Sherri Landry, RN-BSN. Director of Behavioral Health Services at Heywood Hospital (Gardner, Mass.): I believe best practices for inpatient behavioral health discharge planning start with engaging patients at the point of admission to afford them the ability to participate in developing their care plan. Early engagement with patients builds rapport and fosters a trusting environment, laying the foundation for successful discharge planning. Patients who feel heard and supported are more likely to actively participate and follow through with post-discharge services.

Connecting early on with outpatient providers and state agencies is vital TO promoting continuity of care and maximizing resource availability. Involving natural support people (family, friends, religious community, etc.) in the discharge planning process can have a significant impact in a successful transition back to the community. Reviewing outpatient treatment expectations, recommendations, resources, and safety plans with the patient AND natural support people can help ensure that the patient will actually be able to utilize resources after returning to the community. Additionally, it is important for the patient’s identified natural supports to be able to recognize warning signs and know how to access behavioral health crisis resources if needed. Frequent crises and readmissions tend to occur when a patient does not have appropriate outpatient support, or refuses outpatient support. When inpatient behavioral health units work in tandem with outpatient stakeholders to develop discharge plans, it provides the “warm handoff” that typically results in greater probability patients will fully engage in outpatient support.
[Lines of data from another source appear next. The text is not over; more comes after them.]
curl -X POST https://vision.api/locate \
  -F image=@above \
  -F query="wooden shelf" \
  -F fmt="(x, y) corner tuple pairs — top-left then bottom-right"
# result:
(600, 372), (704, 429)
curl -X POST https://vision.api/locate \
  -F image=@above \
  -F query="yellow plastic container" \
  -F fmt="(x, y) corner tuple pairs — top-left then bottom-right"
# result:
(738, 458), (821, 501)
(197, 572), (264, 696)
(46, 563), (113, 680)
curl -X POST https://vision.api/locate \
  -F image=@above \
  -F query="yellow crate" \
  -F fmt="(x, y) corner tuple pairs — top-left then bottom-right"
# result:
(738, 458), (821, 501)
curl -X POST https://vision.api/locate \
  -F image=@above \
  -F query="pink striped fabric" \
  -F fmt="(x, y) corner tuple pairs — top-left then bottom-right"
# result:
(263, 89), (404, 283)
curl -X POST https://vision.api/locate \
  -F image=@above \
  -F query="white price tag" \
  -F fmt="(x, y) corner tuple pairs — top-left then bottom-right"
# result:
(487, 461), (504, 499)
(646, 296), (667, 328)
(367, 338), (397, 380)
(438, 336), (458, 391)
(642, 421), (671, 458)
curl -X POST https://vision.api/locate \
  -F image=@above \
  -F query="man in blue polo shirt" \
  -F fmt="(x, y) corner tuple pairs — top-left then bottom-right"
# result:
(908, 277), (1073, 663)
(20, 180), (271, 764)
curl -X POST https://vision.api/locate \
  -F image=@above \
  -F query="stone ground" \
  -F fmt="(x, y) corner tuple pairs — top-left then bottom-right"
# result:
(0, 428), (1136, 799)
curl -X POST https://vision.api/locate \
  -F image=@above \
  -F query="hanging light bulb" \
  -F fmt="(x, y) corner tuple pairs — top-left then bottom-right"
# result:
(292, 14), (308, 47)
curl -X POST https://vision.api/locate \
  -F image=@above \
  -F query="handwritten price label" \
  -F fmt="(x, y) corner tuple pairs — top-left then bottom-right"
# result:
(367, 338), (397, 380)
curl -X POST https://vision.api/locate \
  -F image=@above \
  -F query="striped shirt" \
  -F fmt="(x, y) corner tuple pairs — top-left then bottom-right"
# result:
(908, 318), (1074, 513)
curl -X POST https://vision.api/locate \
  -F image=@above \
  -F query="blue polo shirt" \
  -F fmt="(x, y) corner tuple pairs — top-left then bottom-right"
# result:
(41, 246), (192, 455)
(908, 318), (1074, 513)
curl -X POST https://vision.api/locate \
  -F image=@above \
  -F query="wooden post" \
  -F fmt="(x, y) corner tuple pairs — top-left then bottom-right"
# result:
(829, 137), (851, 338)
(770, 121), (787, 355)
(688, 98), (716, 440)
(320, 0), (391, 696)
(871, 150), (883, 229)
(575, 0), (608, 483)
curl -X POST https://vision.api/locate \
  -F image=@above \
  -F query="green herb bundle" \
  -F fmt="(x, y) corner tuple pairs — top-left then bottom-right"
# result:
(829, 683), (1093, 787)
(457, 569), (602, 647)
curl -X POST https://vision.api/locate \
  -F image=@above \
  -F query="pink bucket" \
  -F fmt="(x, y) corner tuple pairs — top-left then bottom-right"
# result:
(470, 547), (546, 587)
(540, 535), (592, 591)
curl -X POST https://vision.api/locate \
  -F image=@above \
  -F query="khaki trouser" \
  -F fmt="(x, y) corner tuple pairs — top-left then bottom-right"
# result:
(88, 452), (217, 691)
The discharge plans with the most successful outcomes are typically developed as patient-centered, focused on safety, foster continuity of care and support the transition back into the community.   

Stacey Romero. Director of Behavioral Health and Clinical Integrated Services at Presbyterian Medical Services (Santa Fe, N.M.): I’m bringing this from the perspective of an outside provider, not someone who works in a hospital or inpatient unit. I’m looking at it through that lens. Best practices start with keeping the patient at the center of the process. Discharge planning has to begin at admission and be woven into the treatment journey. That helps normalize the idea of follow-up care and builds patient understanding and comfort with what’s coming next. A proactive approach is always best — one that’s grounded in strong relationships with community providers. That enables the treatment team to coordinate from multiple angles and ensure a warm handoff, whether virtual or in person, so it feels seamless and supportive rather than abrupt.

Another key piece is that the discharge process has to include a thorough needs assessment early in the patient’s stay, with continual updates as treatment progresses. That assessment shouldn’t just focus on their needs while inpatient — it also has to address anticipated needs after discharge: follow-up appointments, housing, transportation, medications, and other support systems. This creates a smoother transition from inpatient to outpatient care. When patients begin to see how all the pieces fit together, it becomes easier for them to understand the importance of continuing care, and they’re more likely to engage after discharge.